The good news was that Ralphie wasn't yet full grown, weighing “only” about 700 pounds.

The bad news was she hadn't really practiced her stadium run very often.

As in never.

“She takes off and veers toward this girl who is helping hold one of those big paper banners the players run through,” Lowery said. “She doesn't want to run through the banner, so she goes off to the side and flattens this poor girl. We couldn't get her slowed down. Then there's this Kansas State halfback kind of jogging across the field. We start hollering at him to get out of the way. He looks up — and I'm betting that guy never ran faster in his life.”

The handlers (one of whom, Lowery said, was actually wearing a harness that was strapped to Ralphie) finally got her slowed down at the opposite end of the stadium. They were then able to slowly work their way back to their starting point on the track that still circled Folsom Field.

“What I really remember is the crowd went wild,” Lowery said. “The guy from the athletic department came back and wanted to know why we didn't wait for him to give us the OK, and we told him we didn't have any choice — but we were pretty sure the athletic department wasn't going to stop it after that. The crowd loved it.”

Ralphie made several more appearances that season, but according to official CU accounts, it wasn't until 1967 that the team began the tradition of following directly behind en route to the bench before the game. Crowder thought it would be a good way to energize the crowd, and the tradition of Ralphie running a loop around the field began in the 1967 Homecoming game against Oklahoma State.

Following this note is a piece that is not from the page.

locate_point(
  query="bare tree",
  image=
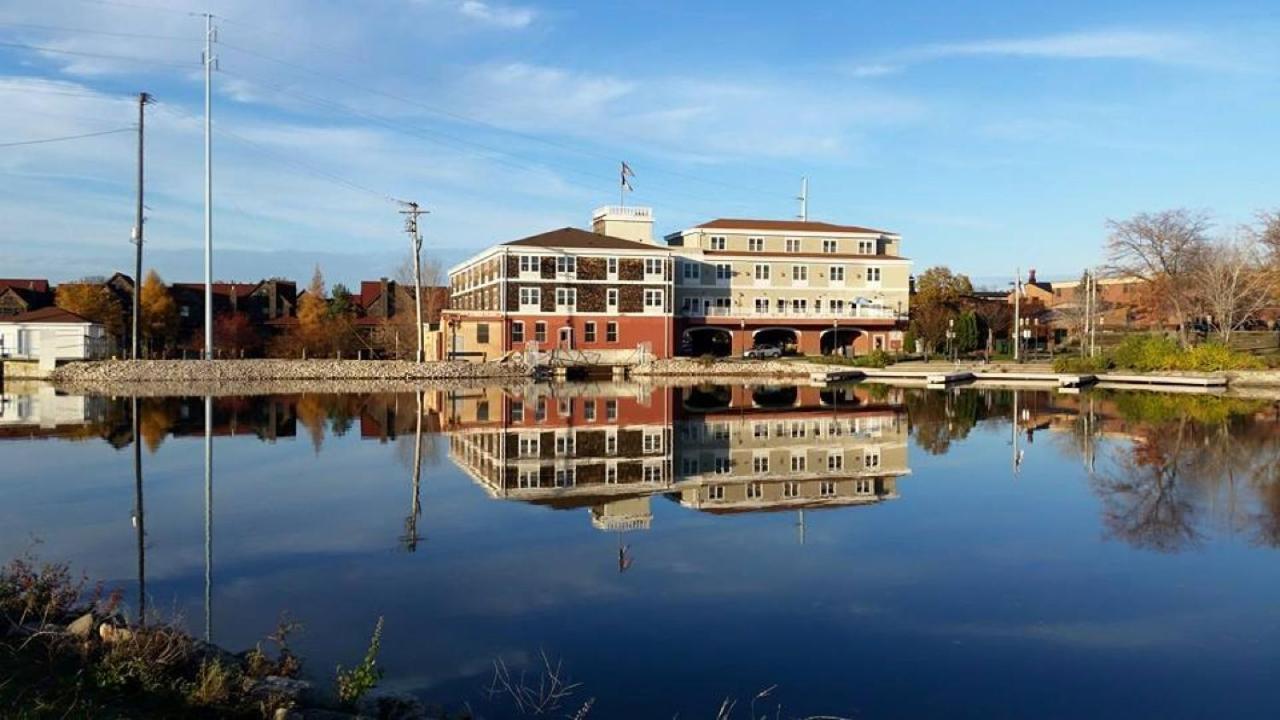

Lowery, though, wasn't around for that event, as he transferred to Texas Tech to be closer to home. That year, the Buffs earned a berth to the Bluebonnet Bowl, and when Ralphie made the trip to the bowl game with the Buffs, Lowery met his old friends in Houston for a reunion there — and made one more run with Ralphie.

Friday afternoon, Lowery marveled at Ralphie's trailer and the gear worn by the current handlers.

“We didn't have any of that,” he laughed. “We had jeans and most of us wore boots.”

Lowery, who now lives in Vernon, Texas, also chuckled at the current training sessions.

“We kept her at Green Meadows riding stable,” he said, “and they had about 200 acres out there. We'd take her out and run her around the pasture in the morning before games to tire her out a little before we took her to the stadium.”

As for how Ralphie got her name, Lowery's account differs slightly from others.

“They had a contest, and there were some people who wanted to name the buffalo after the senior class president, whose name was Ralph,” Lowery said. “But then when we pointed out she was a girl, we decided we'd better go with Ralphie. To tell you the truth, we never thought it would stick … but I guess everybody kind of liked it.”

Some accounts insist that the original handlers didn't know Ralphie was a female. But Lowery said they knew from the beginning because the rancher from whom they acquired the original buffalo made it clear they did not want a buffalo bull.

“He told us it would get too big and be too hard to handle,” he said. “That's why we went with a female.”

And that, according to Lowery, is no bull.